Improving performance (Stochastic Path + Ipopt/Jump Optim on 32 cores/132RAM)

Hello! I’ve created a gist with some Julia code. Basically I generate a path of a stochastic process (size 1000 array) and use it to analytically estimate one of the parameters (via nonlinear optim on a max likelihood surface) and repeat it (both generation/estimation) 500 times for each combination of parameters. I’ve implemented some naive strategies to run it in parallel (32 cpus) and improve performance. I noticed that the memory allocation is high (a couple of TiBs). Could someone please suggest any modifications and/or general advice that could improve the performance?

I think parallelizing a single stochastic process is not useful, because the process is sequential. Is it possible to parallelize over the 500 replicates?

If you want to improve the performance, start with a single-threaded version and try to understand which function or which line of code is the slow one. Profiling helps in this, and I suggest using the profiler integrated with you IDE.

You can also try to observe the memory allocation of functions by using @time in suitable places.

It looks like the code has a lot of vector operations that will allocate something. In general it is better for performance to use loops instead of vector operations, unlike in matlab or R.

1 Like

Your gist is a little too large for casual performance imrovement, I would try to boil it down to something you can post in a comment - it will get a better response.

1 Like

Unfortunately the optimizer (Ipopt) always return an error (segmentation fault) whenever I try to parallelize it (even with just 2 threads).
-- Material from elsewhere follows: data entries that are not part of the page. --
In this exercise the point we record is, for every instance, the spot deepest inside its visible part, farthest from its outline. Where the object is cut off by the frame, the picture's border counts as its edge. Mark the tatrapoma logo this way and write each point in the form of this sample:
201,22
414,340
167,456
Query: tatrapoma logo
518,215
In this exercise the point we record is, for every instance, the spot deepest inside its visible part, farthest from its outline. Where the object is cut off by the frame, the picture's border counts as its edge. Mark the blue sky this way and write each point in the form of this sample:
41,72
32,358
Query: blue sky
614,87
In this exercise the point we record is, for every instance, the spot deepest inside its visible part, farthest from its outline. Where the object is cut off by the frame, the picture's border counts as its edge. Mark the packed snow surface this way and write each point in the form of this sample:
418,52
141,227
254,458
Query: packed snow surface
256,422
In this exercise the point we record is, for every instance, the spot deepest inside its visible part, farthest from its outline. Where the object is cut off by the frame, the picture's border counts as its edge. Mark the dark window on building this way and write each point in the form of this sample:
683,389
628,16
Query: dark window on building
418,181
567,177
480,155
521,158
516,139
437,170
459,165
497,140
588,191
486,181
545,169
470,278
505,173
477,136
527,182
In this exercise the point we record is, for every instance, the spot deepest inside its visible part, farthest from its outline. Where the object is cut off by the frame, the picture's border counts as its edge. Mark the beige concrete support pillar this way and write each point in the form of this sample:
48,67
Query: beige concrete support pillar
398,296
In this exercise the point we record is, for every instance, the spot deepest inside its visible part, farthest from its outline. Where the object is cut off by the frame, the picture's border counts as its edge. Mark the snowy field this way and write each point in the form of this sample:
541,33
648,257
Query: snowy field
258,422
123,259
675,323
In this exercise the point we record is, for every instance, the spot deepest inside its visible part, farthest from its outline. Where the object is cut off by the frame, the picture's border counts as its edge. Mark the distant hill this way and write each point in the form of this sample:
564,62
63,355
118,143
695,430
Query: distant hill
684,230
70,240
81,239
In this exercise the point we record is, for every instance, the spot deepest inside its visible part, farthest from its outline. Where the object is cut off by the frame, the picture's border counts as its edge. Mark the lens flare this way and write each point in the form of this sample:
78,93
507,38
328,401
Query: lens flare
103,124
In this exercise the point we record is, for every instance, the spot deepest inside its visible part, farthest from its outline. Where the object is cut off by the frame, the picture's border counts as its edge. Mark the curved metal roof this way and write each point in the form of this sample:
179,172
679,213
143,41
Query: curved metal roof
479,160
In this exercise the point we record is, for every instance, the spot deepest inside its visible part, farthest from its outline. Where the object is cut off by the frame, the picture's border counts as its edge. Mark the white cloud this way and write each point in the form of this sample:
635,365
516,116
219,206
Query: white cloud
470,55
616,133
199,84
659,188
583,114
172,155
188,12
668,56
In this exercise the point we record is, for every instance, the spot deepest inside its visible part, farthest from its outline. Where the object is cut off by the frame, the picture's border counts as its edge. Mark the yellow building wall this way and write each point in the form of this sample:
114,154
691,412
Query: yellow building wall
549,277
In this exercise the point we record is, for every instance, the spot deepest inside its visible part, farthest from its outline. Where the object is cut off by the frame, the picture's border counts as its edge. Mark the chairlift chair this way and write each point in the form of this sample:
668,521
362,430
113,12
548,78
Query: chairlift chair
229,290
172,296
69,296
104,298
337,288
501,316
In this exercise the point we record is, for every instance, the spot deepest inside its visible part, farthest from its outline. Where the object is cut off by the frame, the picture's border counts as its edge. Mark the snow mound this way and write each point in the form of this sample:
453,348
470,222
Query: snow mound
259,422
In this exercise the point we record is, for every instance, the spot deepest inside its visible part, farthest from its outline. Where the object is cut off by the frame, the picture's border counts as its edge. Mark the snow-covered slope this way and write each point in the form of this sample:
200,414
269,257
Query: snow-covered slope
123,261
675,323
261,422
I’ll follow your advice and start with a single-threaded version. Thank you!

If you get segfaults with @threads, you might want to try Distributed instead.

Could you file an issue at Ipopt.jl, with a reproducer for the segfault? It would be nice to figure out what the issue is.

-viral

1 Like

I’m not having much luck running this code. For example, if I comment out everything in the function run after the line df = hcat(...) and then call run(), I get an error that the two things being hcat-ed are not compatible in shape. It’s possible that some part of your code is not working in a more basic way but for some reason you’re just not getting the most helpful error information, but whatever’s going on is plausibly not really because of threading or Ipopt.

As has already been suggested, though, the gist is a little hard to read with a specific eye to parallelism issues. I only see two Threads.@threads annotations, and they both seem to me to be on loops that should be over 1000 elements. What would be more helpful for us to look at, and would probably result in a more efficient program execution, would be to write a compartmentalized function that does the simulation and estimation, and then just toss that into a ThreadsX.map or pmap or something and see in that case if the speedup isn’t as good as you expect.

EDIT: oh, geez, I didn’t see that you already opened an example with a different MWE on the Ipopt page. Whoops.